Alih-alih pendapat, Jay justru merespons Nara dengan tawa yang lebih menggelegar daripada sebelumnya. Nara merengut.
"Sahabatku, belum tentu juga kalau kita buang air sucinya dia akan takluk. Kau tidak pernah membayangkan sebesar apa efek cinta itu, bukan?"
Nara berdecih. "Memang apa hebatnya cinta? Cinta hanya membawa kesengsaraan dan membuat orang bodoh."
"Itu hanya terjadi kalau kau belum menemukan orang yang tepat, Nara. Kalau sudah menemukan orang yang tepat, cinta membuat semuanya terasa indah."
Kata-kata tidak biasa yang keluar dari mulut Jay membuat Nara mengernyit heran. Gadis itu memperhatikan raut sang sahabat yang mendadak berubah serius. Tatapan Jay pun tampak berbeda.
Jay sepertinya tahu apa yang Nara pikirkan karena pemuda itu langsung tersenyum dan berujar, "Ya. Aku pernah jatuh cinta dan menemukan orang yang tepat, tapi semuanya harus berakhir karena kami berbeda."
Sungguh, ini fakta baru bagi Nara. Selama ini yang dia tahu Jay tidak pernah serius dalam menjalin hubungan. Jay hanya bermain-main untuk sekedar mendapatkan kepuasaan ragawi.
"Sebelum aku menjadi vampir, aku juga manusia, Nara," Jay tersenyum sendu menjelaskan. "Aku pernah menjalin hubungan dengan seorang gadis. Namun, dia meninggal karena penyakit. Kemudian tidak lama setelah itu aku bertemu dengan Junho, ayahku. Dia menjadikan aku vampir setelah sebelumnya aku ingin bunuh diri menyusul kekasihku. Dia bilang, aku hanya perlu menunggu kekasihku itu bereinkarnasi sehingga aku bisa mendekatinya lagi. Dan aku melakukannya."

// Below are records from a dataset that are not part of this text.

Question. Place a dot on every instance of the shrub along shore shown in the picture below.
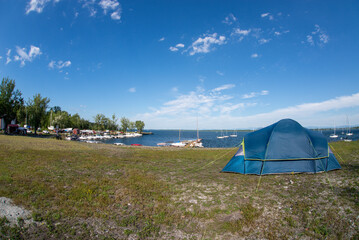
(84, 191)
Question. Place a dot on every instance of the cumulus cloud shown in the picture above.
(59, 64)
(267, 15)
(220, 73)
(173, 49)
(24, 56)
(111, 6)
(263, 41)
(206, 44)
(199, 101)
(230, 19)
(223, 87)
(8, 56)
(36, 5)
(307, 114)
(177, 47)
(255, 94)
(317, 37)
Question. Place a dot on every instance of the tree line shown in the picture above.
(37, 113)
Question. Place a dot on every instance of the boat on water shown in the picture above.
(333, 135)
(178, 144)
(119, 144)
(234, 134)
(222, 136)
(348, 129)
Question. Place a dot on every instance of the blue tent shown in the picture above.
(283, 147)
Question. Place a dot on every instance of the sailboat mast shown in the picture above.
(197, 129)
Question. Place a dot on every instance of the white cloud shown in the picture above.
(90, 5)
(230, 19)
(193, 102)
(111, 5)
(36, 5)
(116, 15)
(223, 87)
(270, 17)
(317, 37)
(205, 44)
(263, 41)
(310, 39)
(59, 64)
(108, 5)
(177, 47)
(308, 114)
(8, 57)
(220, 73)
(173, 49)
(255, 94)
(240, 32)
(26, 57)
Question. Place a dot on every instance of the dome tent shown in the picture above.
(283, 147)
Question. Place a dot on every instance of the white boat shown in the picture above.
(221, 137)
(333, 135)
(348, 131)
(178, 144)
(119, 144)
(234, 134)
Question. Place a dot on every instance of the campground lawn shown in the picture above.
(76, 190)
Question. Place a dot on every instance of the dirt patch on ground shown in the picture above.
(14, 213)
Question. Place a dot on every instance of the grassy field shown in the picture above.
(96, 191)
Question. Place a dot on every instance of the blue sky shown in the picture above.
(234, 64)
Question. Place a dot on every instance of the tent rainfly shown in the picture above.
(283, 147)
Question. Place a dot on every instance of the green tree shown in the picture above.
(139, 126)
(62, 119)
(37, 110)
(101, 122)
(10, 100)
(55, 109)
(113, 123)
(75, 121)
(125, 124)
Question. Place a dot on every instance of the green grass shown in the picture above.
(84, 191)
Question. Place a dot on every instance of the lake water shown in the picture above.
(209, 138)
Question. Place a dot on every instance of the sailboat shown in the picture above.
(333, 135)
(179, 143)
(225, 136)
(221, 137)
(348, 132)
(234, 134)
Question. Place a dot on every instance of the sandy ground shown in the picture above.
(13, 212)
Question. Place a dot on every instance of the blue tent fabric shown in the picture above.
(283, 147)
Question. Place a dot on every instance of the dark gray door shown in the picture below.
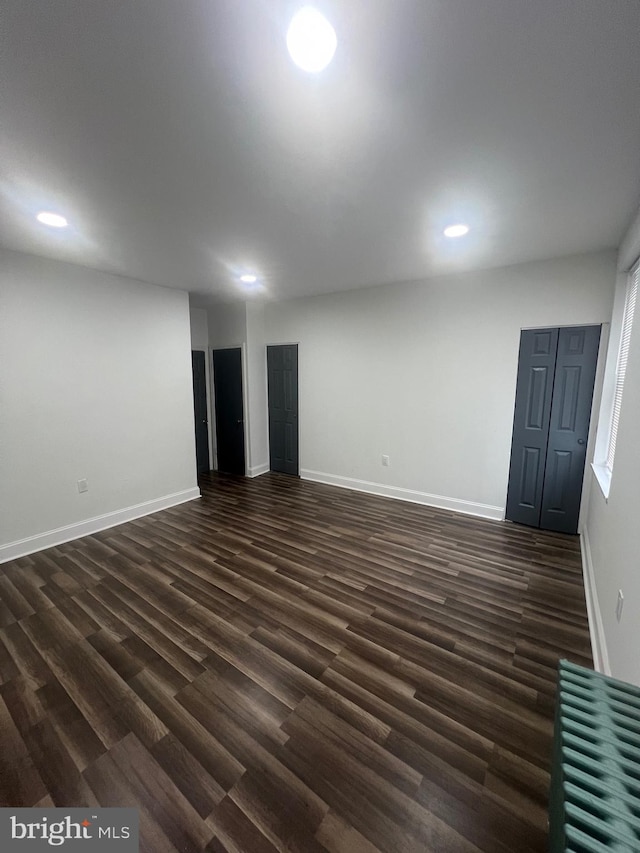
(534, 389)
(200, 410)
(227, 386)
(556, 373)
(282, 370)
(569, 427)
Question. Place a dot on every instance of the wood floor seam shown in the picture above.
(289, 666)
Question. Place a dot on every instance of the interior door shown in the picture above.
(282, 371)
(200, 410)
(534, 390)
(227, 385)
(556, 374)
(569, 427)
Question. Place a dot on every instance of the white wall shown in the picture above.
(199, 329)
(426, 372)
(227, 325)
(257, 390)
(95, 381)
(612, 530)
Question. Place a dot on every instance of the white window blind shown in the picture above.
(623, 355)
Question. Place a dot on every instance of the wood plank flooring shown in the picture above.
(283, 665)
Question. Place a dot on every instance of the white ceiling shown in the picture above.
(184, 146)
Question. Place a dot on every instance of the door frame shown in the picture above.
(208, 379)
(245, 402)
(587, 481)
(266, 385)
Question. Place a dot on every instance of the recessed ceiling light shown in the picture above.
(311, 40)
(54, 220)
(456, 230)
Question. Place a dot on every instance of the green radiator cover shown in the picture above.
(594, 801)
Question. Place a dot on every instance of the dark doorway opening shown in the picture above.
(282, 371)
(556, 374)
(227, 386)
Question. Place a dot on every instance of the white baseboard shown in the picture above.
(495, 513)
(259, 469)
(22, 547)
(596, 628)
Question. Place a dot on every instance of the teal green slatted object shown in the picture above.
(594, 801)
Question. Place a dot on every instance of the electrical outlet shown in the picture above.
(619, 605)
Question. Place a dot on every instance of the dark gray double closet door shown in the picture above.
(556, 374)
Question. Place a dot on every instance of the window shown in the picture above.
(621, 366)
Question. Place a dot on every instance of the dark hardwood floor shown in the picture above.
(289, 666)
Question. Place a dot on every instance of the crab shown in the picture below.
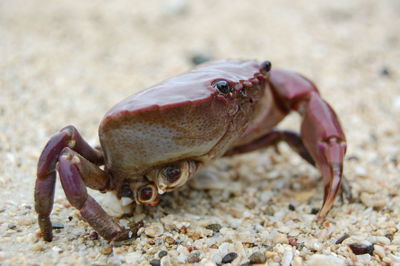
(156, 140)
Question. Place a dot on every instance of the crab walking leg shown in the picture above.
(46, 174)
(321, 132)
(69, 167)
(273, 138)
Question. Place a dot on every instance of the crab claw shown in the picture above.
(331, 167)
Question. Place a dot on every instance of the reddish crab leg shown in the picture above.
(321, 132)
(46, 174)
(70, 165)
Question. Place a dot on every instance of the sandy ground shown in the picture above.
(67, 62)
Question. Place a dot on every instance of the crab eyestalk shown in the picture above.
(173, 176)
(147, 195)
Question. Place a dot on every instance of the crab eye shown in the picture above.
(172, 173)
(266, 65)
(147, 194)
(175, 175)
(223, 86)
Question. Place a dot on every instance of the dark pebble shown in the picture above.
(193, 257)
(94, 236)
(57, 226)
(342, 238)
(155, 262)
(228, 258)
(12, 226)
(360, 249)
(214, 227)
(385, 72)
(314, 211)
(162, 253)
(200, 59)
(257, 258)
(353, 158)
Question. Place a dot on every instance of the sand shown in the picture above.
(67, 62)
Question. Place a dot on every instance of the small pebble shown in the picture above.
(270, 211)
(199, 59)
(155, 262)
(25, 221)
(154, 230)
(342, 238)
(360, 249)
(228, 258)
(169, 240)
(94, 236)
(12, 226)
(57, 226)
(257, 258)
(385, 71)
(214, 227)
(162, 253)
(107, 250)
(193, 257)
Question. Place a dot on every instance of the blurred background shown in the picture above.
(68, 62)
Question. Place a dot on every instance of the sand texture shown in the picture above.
(68, 62)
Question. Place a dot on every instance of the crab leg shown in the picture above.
(321, 132)
(46, 174)
(72, 169)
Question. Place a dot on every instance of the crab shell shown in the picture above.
(185, 117)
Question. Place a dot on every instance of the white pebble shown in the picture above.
(326, 260)
(287, 258)
(154, 229)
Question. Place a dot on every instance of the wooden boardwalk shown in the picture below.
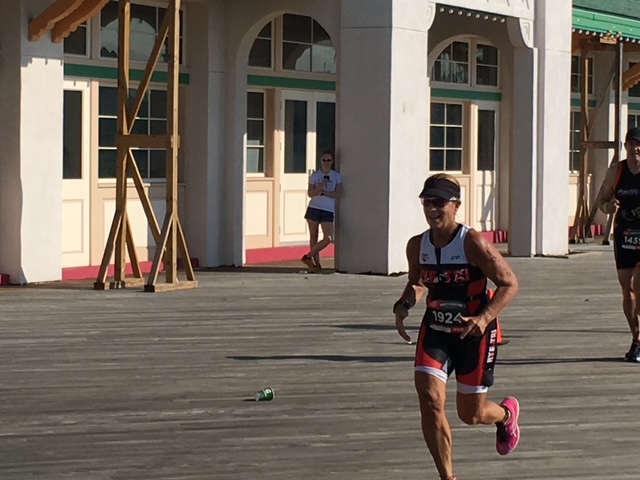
(125, 385)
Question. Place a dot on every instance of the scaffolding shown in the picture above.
(63, 17)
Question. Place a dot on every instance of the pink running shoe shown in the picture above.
(508, 433)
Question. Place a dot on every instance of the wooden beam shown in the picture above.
(631, 77)
(70, 23)
(598, 144)
(44, 22)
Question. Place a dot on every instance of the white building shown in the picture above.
(399, 88)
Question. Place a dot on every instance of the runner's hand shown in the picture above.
(401, 314)
(475, 326)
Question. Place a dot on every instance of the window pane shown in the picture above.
(461, 52)
(255, 160)
(437, 137)
(109, 30)
(255, 105)
(437, 113)
(76, 42)
(72, 135)
(454, 137)
(260, 54)
(323, 59)
(158, 100)
(325, 129)
(107, 128)
(436, 160)
(297, 28)
(487, 55)
(157, 164)
(487, 76)
(486, 139)
(295, 134)
(265, 32)
(158, 127)
(255, 132)
(142, 160)
(437, 74)
(296, 56)
(320, 34)
(108, 102)
(140, 127)
(459, 73)
(454, 114)
(107, 164)
(454, 160)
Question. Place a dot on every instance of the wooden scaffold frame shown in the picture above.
(584, 215)
(170, 239)
(620, 80)
(63, 17)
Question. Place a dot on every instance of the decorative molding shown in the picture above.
(520, 32)
(508, 8)
(431, 14)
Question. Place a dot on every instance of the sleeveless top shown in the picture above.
(456, 288)
(627, 219)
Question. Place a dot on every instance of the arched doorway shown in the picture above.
(291, 116)
(465, 123)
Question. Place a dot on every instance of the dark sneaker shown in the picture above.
(508, 433)
(633, 355)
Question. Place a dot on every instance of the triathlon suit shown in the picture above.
(456, 289)
(626, 230)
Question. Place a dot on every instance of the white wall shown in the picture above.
(31, 139)
(383, 95)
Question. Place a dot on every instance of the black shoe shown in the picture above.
(633, 355)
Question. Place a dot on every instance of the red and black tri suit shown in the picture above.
(456, 288)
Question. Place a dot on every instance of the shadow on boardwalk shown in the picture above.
(128, 385)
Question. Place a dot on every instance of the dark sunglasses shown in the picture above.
(437, 202)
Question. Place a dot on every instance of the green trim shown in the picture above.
(283, 82)
(466, 94)
(576, 102)
(111, 73)
(597, 22)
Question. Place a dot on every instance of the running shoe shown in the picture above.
(633, 355)
(508, 433)
(308, 261)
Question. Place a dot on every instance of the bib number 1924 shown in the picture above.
(446, 318)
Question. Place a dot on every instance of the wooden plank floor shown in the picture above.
(131, 385)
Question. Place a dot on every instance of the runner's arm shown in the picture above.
(414, 289)
(486, 257)
(606, 197)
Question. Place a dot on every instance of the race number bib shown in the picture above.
(446, 315)
(631, 239)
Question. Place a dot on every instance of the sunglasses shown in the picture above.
(437, 202)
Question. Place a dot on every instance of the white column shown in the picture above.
(553, 39)
(31, 76)
(523, 180)
(204, 130)
(383, 98)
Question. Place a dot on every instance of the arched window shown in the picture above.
(467, 62)
(303, 46)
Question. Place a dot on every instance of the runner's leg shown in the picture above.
(432, 394)
(327, 233)
(627, 281)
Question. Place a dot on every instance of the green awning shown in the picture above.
(599, 23)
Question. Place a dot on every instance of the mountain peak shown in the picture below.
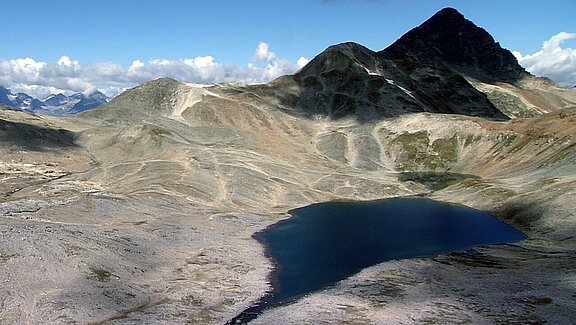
(449, 39)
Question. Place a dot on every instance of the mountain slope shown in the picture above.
(144, 209)
(448, 39)
(58, 104)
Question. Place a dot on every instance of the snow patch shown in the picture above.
(406, 91)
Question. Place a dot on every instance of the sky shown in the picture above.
(110, 45)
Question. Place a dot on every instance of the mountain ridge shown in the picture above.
(55, 104)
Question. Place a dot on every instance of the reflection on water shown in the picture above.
(328, 242)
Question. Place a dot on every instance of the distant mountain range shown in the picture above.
(58, 104)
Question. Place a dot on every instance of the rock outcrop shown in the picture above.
(449, 40)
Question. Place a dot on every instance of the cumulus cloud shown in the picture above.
(552, 61)
(66, 75)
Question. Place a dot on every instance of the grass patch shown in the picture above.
(435, 180)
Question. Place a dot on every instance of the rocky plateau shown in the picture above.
(142, 210)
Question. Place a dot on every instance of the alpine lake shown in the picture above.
(324, 243)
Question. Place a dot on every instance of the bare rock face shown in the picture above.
(448, 39)
(422, 72)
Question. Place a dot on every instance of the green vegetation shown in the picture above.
(416, 152)
(435, 180)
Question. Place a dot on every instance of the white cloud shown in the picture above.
(263, 53)
(302, 61)
(66, 75)
(552, 61)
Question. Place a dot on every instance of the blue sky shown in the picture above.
(249, 40)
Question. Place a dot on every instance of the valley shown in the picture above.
(143, 210)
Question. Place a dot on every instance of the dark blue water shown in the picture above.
(322, 244)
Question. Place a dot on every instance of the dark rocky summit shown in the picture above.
(448, 39)
(422, 72)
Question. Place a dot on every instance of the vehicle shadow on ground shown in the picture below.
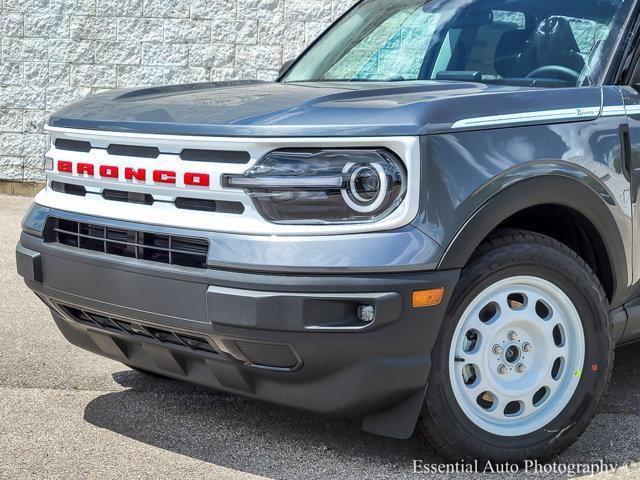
(276, 442)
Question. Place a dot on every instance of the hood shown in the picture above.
(267, 109)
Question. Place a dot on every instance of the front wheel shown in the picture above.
(524, 354)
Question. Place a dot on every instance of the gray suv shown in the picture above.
(427, 222)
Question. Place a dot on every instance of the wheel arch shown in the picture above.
(577, 191)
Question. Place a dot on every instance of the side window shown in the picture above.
(483, 52)
(588, 33)
(394, 50)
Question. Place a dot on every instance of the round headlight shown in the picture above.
(367, 186)
(323, 186)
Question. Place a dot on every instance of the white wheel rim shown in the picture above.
(527, 358)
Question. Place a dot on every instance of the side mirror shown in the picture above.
(285, 66)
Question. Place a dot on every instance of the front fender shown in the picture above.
(545, 183)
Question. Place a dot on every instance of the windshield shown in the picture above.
(511, 42)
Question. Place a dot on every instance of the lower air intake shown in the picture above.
(153, 247)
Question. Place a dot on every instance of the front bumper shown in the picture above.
(286, 339)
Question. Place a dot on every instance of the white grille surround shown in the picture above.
(164, 213)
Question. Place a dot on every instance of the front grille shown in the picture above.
(133, 151)
(153, 247)
(215, 156)
(97, 320)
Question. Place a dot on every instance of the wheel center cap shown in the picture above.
(512, 354)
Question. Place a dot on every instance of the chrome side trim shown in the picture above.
(524, 117)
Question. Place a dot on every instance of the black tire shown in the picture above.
(508, 253)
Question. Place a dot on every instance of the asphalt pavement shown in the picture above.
(66, 413)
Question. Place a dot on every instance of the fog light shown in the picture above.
(366, 313)
(428, 298)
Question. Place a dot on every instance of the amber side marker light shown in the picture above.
(428, 298)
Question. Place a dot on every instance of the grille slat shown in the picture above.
(72, 145)
(133, 151)
(183, 251)
(215, 156)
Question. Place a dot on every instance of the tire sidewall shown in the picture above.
(568, 274)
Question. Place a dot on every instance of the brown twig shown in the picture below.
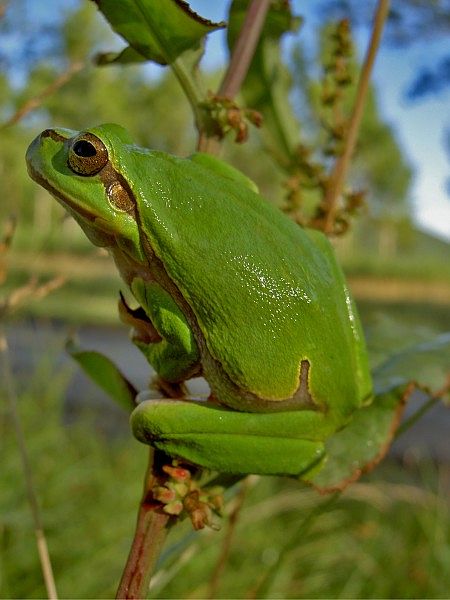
(35, 102)
(244, 48)
(240, 60)
(337, 179)
(226, 546)
(41, 542)
(151, 529)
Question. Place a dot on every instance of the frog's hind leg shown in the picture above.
(228, 441)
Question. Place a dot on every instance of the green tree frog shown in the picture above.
(229, 289)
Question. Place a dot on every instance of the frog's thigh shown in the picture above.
(228, 441)
(176, 356)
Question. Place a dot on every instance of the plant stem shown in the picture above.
(226, 547)
(337, 179)
(41, 542)
(240, 60)
(244, 48)
(151, 530)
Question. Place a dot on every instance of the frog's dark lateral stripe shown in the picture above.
(245, 400)
(51, 133)
(64, 200)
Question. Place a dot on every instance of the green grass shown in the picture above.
(386, 537)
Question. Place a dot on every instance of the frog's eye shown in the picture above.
(87, 155)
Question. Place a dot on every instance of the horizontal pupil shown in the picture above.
(84, 149)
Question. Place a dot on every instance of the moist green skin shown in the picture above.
(262, 304)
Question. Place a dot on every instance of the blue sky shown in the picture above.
(419, 126)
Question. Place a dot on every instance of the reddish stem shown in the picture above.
(151, 530)
(244, 48)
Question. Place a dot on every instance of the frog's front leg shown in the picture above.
(205, 434)
(171, 350)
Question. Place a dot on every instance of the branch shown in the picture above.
(151, 530)
(241, 58)
(226, 547)
(244, 48)
(35, 102)
(337, 179)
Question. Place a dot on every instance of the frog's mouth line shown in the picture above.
(73, 208)
(64, 200)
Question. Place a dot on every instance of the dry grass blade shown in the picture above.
(32, 290)
(41, 541)
(35, 102)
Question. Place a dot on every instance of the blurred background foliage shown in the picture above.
(386, 538)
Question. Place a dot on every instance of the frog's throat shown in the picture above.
(223, 389)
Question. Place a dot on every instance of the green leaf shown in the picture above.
(105, 374)
(427, 363)
(268, 83)
(125, 57)
(358, 447)
(158, 31)
(366, 439)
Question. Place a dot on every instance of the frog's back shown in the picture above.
(266, 294)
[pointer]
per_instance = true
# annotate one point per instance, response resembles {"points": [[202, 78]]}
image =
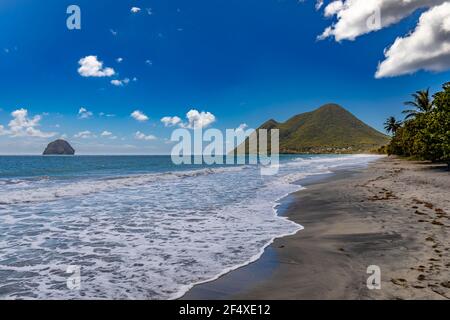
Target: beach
{"points": [[395, 214]]}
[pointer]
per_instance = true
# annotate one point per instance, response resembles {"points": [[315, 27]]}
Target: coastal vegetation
{"points": [[425, 132]]}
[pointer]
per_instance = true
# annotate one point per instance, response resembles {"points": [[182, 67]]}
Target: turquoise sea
{"points": [[138, 227]]}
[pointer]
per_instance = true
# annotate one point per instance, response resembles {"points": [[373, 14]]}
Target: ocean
{"points": [[138, 227]]}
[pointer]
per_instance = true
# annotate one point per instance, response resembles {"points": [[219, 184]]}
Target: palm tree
{"points": [[392, 125], [422, 103]]}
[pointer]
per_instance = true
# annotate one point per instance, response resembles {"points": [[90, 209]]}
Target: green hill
{"points": [[329, 129]]}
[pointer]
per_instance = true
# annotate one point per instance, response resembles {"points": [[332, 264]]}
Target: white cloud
{"points": [[198, 120], [358, 17], [23, 126], [195, 120], [84, 135], [139, 116], [135, 10], [90, 66], [319, 4], [83, 113], [141, 136], [426, 48], [108, 134], [171, 121], [242, 127], [120, 83]]}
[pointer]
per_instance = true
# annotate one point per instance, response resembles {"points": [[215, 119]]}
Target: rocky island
{"points": [[59, 147]]}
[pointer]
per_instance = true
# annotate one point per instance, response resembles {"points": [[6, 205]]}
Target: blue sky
{"points": [[241, 61]]}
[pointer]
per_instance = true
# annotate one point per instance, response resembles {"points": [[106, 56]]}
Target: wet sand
{"points": [[394, 214]]}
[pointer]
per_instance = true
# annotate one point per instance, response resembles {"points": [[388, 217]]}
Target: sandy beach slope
{"points": [[395, 214]]}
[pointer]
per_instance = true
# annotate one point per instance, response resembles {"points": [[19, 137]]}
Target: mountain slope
{"points": [[329, 129]]}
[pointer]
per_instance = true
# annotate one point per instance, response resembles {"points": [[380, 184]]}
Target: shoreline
{"points": [[353, 219]]}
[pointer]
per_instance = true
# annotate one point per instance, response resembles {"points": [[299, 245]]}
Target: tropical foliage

"Lalu, apa kau sudah bertemu dengan reinkarnasi kekasihmu itu?"
"Sudah, tapi aku tidak bisa bersamanya."
Nara terkejut. "Kenapa?"
Lagi, Jay tersenyum sendu sebagai respons. "Sudah kukatakan kalau kami berbeda, bukan? Dia bereinkarnasi menjadi seorang manusia serigala. Itu sebabnya akhirnya aku menjadi seperti ini. Seorang pemuda yang hobi main perempuan."
Nara tertegun. Entah kenapa dia merasa sesak setelah mendengar fakta baru mengenai sahabatnya itu. Berbeda dengan Ato yang sudah dia kenal seumur hidupnya, Jay termasuk orang baru dalam kehidupan Nara. Pemuda itu baru tiga puluh tahun ini menjadi sahabatnya. Mereka berkenalan saat pertemuan keluarga Kim dan Jung di Vienna. Sejak saat itu, mereka sering bersama-sama. Bahkan kepindahan keluarga mereka dari satu tempat ke tempat lain juga dilakukan bersama-sama. Keduanya menjadi semakin dekat sejak Ato tiada. Namun, baru kali ini Nara tahu soal Jay dan kekasihnya.
"Nara."
"Hm?"
"Jangan buang waktumu demi sesuatu yang tidak pasti, atau kau akan berakhir seperti diriku."